Все, кто танцевал, вскоре остановились, разошлись по углам, чтобы поглядеть, как танцуют эти двое. И Денисов было приостановился. Но Марьям не отпустила его. Она просто взяла его за руку и удержала. Он смутился, оглянулся на Птицина. Тот не смотрел на них, единственный, кто не смотрел на них, старательно изображая из себя тапёра.
Они опять начали танцевать, эта пара, ступая по невидимой черте, и Марьям то и дело порывалась переступить её. Она то склоняла к плечу Денисова голову, маленькую, выплетенную косами, с уснувшими глазами.
Или вдруг быстро опускала к его руке руку с сухими, даже на глаз горячими пальцами. Или вдруг изгибалась чуть приметно, но так, >что жарко становилось глядеть на неё.
Впрочем, что, собственно, происходило? Ну, танцевали. Это ты от своей незадачи стал вдруг таким зорко въедливым. С кем актрисе и кокетничать, как не с директором студии. Кому тут и кокетничать, если не Марьям.

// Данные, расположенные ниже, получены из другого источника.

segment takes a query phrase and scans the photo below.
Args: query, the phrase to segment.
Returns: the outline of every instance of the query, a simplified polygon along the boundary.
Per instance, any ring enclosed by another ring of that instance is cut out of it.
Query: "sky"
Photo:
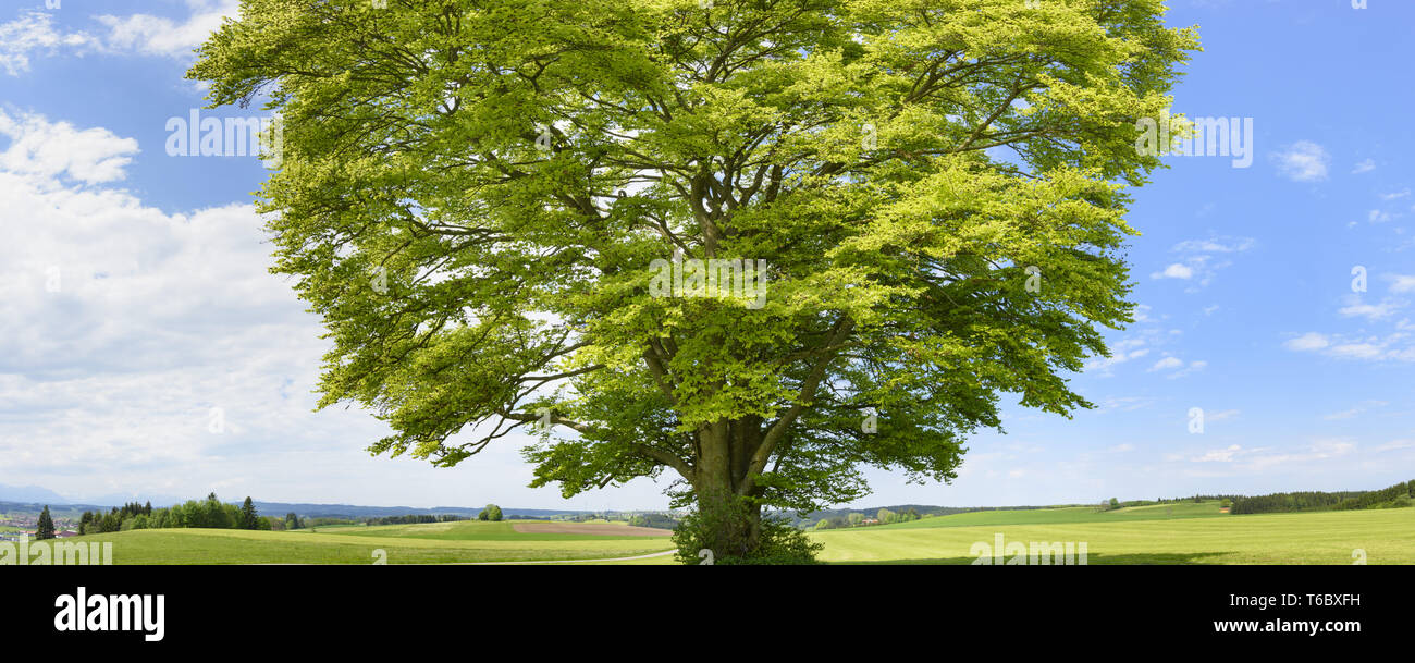
[[[313,411],[327,343],[267,272],[265,164],[170,149],[205,106],[191,50],[236,6],[0,0],[0,484],[75,502],[666,507],[666,479],[570,500],[529,489],[515,435],[436,469],[364,450],[386,431],[366,411]],[[1204,47],[1174,112],[1238,119],[1251,159],[1165,157],[1133,191],[1139,316],[1073,375],[1097,408],[1067,419],[1005,398],[1006,434],[972,436],[951,484],[869,470],[873,494],[852,506],[1415,479],[1415,3],[1170,7]]]

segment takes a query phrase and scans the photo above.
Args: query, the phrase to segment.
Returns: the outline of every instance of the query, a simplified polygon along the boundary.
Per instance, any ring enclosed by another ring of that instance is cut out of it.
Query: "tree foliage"
[[[533,486],[666,469],[753,538],[863,466],[951,480],[1002,394],[1091,405],[1064,373],[1131,322],[1135,122],[1197,48],[1163,11],[242,0],[188,75],[283,119],[273,269],[328,327],[321,407],[391,426],[371,450],[545,424]],[[766,261],[763,305],[654,296],[675,255]]]

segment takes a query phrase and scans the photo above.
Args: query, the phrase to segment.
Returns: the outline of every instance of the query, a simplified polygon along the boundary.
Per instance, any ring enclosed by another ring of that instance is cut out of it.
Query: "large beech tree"
[[[379,6],[386,4],[386,6]],[[955,476],[1003,394],[1131,322],[1136,120],[1197,48],[1159,0],[243,0],[190,76],[283,119],[273,271],[321,407],[457,465],[509,432],[566,496],[671,472],[747,504]],[[655,259],[766,261],[756,306]],[[541,424],[545,424],[541,426]]]

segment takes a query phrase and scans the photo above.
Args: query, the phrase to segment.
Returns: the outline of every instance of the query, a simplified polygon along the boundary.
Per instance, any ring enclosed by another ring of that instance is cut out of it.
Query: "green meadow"
[[[112,541],[113,564],[519,562],[635,557],[672,547],[666,537],[522,534],[511,523],[483,521],[321,527],[316,533],[133,530],[68,541]]]
[[[838,564],[972,564],[974,544],[1085,543],[1087,564],[1415,564],[1415,509],[1258,516],[1163,507],[981,511],[814,531]],[[1131,511],[1131,513],[1124,513]],[[1157,513],[1156,513],[1157,511]]]
[[[974,545],[993,545],[996,534],[1005,543],[1085,543],[1087,564],[1351,564],[1357,548],[1368,564],[1415,564],[1415,509],[1230,516],[1213,502],[1114,511],[1056,507],[962,513],[809,537],[825,544],[821,558],[831,564],[971,564]],[[134,530],[69,541],[112,541],[115,564],[674,562],[671,555],[618,560],[668,551],[668,537],[519,533],[507,521],[313,533]]]

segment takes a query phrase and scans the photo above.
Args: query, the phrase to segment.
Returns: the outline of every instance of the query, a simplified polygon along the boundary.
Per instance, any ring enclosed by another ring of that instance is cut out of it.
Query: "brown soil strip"
[[[511,528],[524,534],[593,534],[599,537],[666,537],[672,534],[669,530],[613,523],[515,523]]]

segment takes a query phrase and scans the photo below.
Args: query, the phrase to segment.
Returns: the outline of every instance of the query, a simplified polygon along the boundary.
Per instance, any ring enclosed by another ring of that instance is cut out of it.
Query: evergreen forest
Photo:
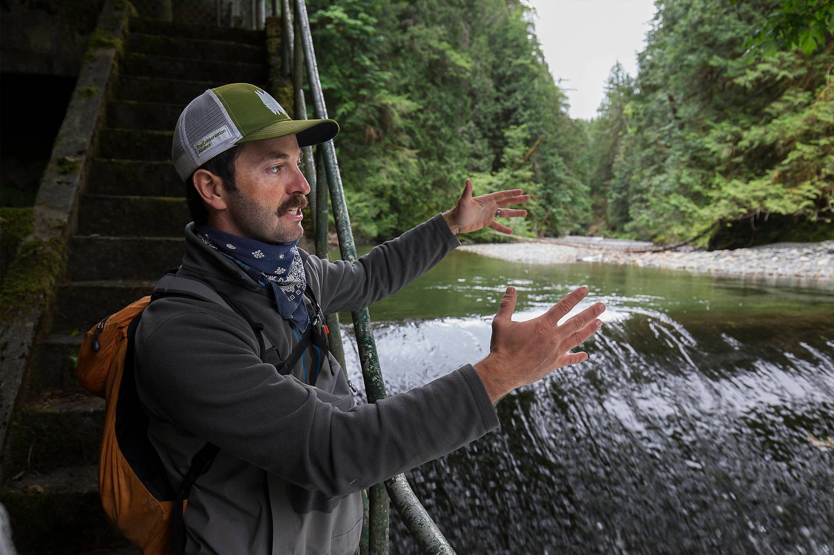
[[[520,235],[834,238],[834,2],[657,0],[637,75],[612,68],[590,122],[518,0],[308,6],[359,238],[451,208],[471,178],[532,195]]]

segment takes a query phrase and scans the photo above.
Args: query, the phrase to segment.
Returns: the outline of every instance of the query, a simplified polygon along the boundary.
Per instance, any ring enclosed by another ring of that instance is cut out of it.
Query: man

А Птицину вольно ревновать при этом, таков уж их удел, этих Птициных.
Леонид пригасил в себе ненужную, неуместную зоркость, этакий мрачный взгляд на самое что ни на есть обыкновенное, и зашагал, вскидывая коленки и махая руками – беспечнее и быть нельзя! – к дивану, на котором восседали старейшины: режиссёр Бурцев, оператор–скандинав Валентин Углов и Вася Дудин.
Бурцев по обыкновению несказанно обрадовался Леониду.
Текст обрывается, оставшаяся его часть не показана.